7. How do directors, audiences, and texts change as a consequence of database narrative?

Makers and audiences have largely been taught to expect stories to have a beginning, quite a lot of middle, and a particular end. However, in database driven architectures, while there will always be something that must be a beginning, we seem to have systems that create stories consisting largely only of middles. These middles have shots, sequences, and episodes that form the basis of the database from which computational systems and audiences are able to make selections. As a consequence of this what counts as a story, as a ‘whole’ story, and what it means to direct such stories appears to be very different from the traditional forms that we are trained in, and acculturated to. This raises interesting questions about being a director and viewer of database narratives, as well as for narrative itself. For example, as a director of such works, how do you ensure key information is made available, at the right time, to your audience? Is there even such a concept as ‘key information’ and a ‘right time’ given the possible fluidity of database narratives? Can stories still move, inexorably, towards a final point if that final point is now mutable, plural, even possibly audience defined?

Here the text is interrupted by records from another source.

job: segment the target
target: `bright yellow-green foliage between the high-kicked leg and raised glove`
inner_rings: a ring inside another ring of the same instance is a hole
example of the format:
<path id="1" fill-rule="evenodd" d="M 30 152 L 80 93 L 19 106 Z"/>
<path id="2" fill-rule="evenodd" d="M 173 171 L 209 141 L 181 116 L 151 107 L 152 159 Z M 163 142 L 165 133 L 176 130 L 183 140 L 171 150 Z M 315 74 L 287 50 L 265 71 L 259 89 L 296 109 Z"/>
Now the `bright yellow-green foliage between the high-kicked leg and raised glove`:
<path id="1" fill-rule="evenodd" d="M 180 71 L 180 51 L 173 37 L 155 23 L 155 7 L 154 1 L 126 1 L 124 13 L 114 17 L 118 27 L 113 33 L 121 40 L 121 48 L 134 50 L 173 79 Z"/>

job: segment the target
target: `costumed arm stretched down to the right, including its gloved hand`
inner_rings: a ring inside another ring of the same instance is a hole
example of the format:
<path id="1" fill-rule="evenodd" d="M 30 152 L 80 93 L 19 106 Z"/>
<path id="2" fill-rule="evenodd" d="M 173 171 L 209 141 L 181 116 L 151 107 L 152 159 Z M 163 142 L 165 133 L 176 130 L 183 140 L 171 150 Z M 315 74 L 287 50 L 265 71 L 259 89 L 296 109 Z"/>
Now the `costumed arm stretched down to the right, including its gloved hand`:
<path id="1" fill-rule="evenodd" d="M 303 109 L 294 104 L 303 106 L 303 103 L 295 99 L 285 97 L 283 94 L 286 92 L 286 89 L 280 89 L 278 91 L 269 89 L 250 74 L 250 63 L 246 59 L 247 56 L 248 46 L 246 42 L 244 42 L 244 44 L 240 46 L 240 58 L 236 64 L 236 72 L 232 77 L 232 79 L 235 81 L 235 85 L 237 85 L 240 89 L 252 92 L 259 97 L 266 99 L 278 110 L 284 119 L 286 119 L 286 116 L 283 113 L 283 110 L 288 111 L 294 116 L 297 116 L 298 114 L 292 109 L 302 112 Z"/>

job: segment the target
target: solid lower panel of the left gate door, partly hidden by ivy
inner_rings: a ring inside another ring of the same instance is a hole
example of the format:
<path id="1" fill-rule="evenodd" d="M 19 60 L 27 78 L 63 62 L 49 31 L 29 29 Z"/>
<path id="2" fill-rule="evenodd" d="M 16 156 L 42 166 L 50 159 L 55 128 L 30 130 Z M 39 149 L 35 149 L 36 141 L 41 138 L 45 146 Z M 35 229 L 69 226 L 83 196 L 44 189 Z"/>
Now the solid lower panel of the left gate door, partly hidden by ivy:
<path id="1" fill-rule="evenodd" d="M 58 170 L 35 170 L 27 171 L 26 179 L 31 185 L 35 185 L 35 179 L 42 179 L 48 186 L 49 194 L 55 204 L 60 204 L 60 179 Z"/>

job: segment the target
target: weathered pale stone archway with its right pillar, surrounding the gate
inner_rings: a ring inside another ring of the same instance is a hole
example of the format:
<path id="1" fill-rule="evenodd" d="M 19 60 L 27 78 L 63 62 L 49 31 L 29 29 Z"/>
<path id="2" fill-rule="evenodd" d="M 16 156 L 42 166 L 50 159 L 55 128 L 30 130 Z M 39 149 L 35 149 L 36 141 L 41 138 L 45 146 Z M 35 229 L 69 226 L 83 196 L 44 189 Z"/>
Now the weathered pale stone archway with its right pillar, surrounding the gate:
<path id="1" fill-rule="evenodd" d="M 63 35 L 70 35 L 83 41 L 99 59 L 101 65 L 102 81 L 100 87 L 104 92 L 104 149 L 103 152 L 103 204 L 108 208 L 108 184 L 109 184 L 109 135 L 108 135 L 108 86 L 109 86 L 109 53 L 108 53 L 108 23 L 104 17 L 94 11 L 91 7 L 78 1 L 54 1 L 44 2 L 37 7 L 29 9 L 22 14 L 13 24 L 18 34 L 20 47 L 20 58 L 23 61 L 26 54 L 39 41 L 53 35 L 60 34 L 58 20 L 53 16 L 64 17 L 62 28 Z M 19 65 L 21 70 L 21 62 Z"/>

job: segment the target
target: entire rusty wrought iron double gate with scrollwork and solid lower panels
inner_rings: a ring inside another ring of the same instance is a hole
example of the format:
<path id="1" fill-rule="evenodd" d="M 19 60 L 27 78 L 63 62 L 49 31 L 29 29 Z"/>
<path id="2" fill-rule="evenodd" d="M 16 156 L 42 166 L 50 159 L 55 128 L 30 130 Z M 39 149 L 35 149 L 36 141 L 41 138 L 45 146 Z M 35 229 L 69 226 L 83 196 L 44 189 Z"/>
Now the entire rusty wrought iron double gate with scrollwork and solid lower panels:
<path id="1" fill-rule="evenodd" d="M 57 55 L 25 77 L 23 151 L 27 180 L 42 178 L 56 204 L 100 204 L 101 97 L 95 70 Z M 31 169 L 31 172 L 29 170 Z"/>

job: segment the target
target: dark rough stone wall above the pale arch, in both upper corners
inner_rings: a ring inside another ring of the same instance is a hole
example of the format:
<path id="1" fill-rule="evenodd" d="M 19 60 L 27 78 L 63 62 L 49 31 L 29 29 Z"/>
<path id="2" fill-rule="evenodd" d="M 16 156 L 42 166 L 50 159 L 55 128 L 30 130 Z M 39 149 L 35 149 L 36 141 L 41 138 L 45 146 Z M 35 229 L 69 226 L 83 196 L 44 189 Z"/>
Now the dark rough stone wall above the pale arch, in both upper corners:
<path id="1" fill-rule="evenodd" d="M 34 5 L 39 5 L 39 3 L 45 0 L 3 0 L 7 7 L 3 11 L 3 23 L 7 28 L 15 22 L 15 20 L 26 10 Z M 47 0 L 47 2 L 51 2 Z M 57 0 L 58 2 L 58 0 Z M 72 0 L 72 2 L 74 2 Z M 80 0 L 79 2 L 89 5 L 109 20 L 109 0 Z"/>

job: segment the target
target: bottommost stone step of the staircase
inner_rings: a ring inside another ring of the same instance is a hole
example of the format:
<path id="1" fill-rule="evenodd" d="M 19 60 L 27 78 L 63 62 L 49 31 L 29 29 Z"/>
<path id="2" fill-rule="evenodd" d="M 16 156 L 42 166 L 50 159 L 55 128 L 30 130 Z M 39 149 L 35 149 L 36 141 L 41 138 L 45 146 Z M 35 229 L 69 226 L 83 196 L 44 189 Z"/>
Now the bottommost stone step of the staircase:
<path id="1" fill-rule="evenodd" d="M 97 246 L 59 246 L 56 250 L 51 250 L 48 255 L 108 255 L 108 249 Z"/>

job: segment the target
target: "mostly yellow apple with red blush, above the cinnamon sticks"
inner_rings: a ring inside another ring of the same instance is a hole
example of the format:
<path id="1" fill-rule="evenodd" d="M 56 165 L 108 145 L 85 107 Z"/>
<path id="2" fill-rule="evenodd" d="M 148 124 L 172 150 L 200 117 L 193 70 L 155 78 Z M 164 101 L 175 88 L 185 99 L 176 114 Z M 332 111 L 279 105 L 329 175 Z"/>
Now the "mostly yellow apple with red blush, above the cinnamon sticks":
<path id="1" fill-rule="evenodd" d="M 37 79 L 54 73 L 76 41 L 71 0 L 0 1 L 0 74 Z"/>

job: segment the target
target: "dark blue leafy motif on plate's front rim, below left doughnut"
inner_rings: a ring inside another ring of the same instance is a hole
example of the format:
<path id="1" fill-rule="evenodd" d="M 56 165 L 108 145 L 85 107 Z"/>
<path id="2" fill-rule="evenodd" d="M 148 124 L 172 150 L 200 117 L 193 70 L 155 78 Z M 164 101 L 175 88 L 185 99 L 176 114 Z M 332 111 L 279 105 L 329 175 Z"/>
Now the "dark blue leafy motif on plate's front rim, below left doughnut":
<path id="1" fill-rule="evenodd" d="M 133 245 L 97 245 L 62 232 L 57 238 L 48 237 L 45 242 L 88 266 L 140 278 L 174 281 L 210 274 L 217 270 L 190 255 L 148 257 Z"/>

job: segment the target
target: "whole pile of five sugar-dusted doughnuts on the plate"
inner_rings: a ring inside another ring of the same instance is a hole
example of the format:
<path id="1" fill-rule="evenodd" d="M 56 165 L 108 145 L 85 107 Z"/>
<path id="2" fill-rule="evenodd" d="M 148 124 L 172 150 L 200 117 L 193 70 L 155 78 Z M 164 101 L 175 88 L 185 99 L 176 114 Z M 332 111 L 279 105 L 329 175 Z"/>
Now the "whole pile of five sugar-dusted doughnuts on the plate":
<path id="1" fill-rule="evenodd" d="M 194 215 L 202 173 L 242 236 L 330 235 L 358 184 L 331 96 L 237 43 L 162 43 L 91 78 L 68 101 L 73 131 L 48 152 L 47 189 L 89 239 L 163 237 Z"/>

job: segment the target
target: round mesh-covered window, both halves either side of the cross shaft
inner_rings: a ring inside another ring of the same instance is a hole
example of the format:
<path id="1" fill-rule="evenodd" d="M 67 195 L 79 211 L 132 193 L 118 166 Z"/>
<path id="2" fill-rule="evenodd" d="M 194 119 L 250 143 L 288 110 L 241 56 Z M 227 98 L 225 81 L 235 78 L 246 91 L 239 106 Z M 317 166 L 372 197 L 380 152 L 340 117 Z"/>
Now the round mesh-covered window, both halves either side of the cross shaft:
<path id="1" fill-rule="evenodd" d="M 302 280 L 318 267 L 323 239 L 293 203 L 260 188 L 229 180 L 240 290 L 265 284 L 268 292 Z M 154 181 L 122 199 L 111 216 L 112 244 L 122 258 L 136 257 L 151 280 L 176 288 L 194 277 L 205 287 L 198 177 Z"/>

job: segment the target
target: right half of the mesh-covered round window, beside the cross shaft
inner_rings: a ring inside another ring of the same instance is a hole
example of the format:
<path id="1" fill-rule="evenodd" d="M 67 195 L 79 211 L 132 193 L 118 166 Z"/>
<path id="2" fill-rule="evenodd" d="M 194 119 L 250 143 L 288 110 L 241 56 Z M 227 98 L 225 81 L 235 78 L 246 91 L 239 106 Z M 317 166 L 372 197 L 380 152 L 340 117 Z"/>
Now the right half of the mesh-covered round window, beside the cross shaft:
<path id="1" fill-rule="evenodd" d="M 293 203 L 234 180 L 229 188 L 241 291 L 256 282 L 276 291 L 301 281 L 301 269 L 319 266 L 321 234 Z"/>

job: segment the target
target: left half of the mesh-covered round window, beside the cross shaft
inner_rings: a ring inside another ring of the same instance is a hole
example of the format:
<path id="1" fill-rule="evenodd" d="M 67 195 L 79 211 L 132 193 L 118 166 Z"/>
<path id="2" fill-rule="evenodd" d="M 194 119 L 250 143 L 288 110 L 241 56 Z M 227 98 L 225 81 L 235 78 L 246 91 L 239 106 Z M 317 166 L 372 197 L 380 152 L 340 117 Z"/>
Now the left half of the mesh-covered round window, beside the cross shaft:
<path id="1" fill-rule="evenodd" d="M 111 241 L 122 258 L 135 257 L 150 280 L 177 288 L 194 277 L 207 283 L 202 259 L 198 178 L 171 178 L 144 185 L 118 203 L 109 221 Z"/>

For audiences, how do we know if we have seen all of a work? Is this even a meaningful question? If not when is enough, enough? What does it mean as a director for this to be decided by a viewer and not the creator? If a story is largely middle what strategies do I need to understand and enjoy such stories? Do database narratives require a new poetics of narrative? Is it just a different one? Is such a poetics best suited to what might be characterised as ‘ambient’ narratives, stories that describe, situate, explore, and list but don’t necessarily ‘tell’? Is nonfiction more suited to such a poetics than fiction? What examples can we use from existing traditions to outline, sketch, propose, and provoke this poetics? If such works don’t have and end, or endings, in the usual sense are they even stories? Are we asking too much of the term? And, finally, do we need new terms for all of this? Are readers now co-creators? Are directors now facilitators or guides? Is the terminology of cinema now inadequate as while we still have shots these keep reforming into different sequences, which in turn produce sequences of sequences! this call for ideas encourages you to contribute papers, manifestoes, propositions and experiments that want to investigate how database narrative conceives of the director, the text and the audience where none are sovereign.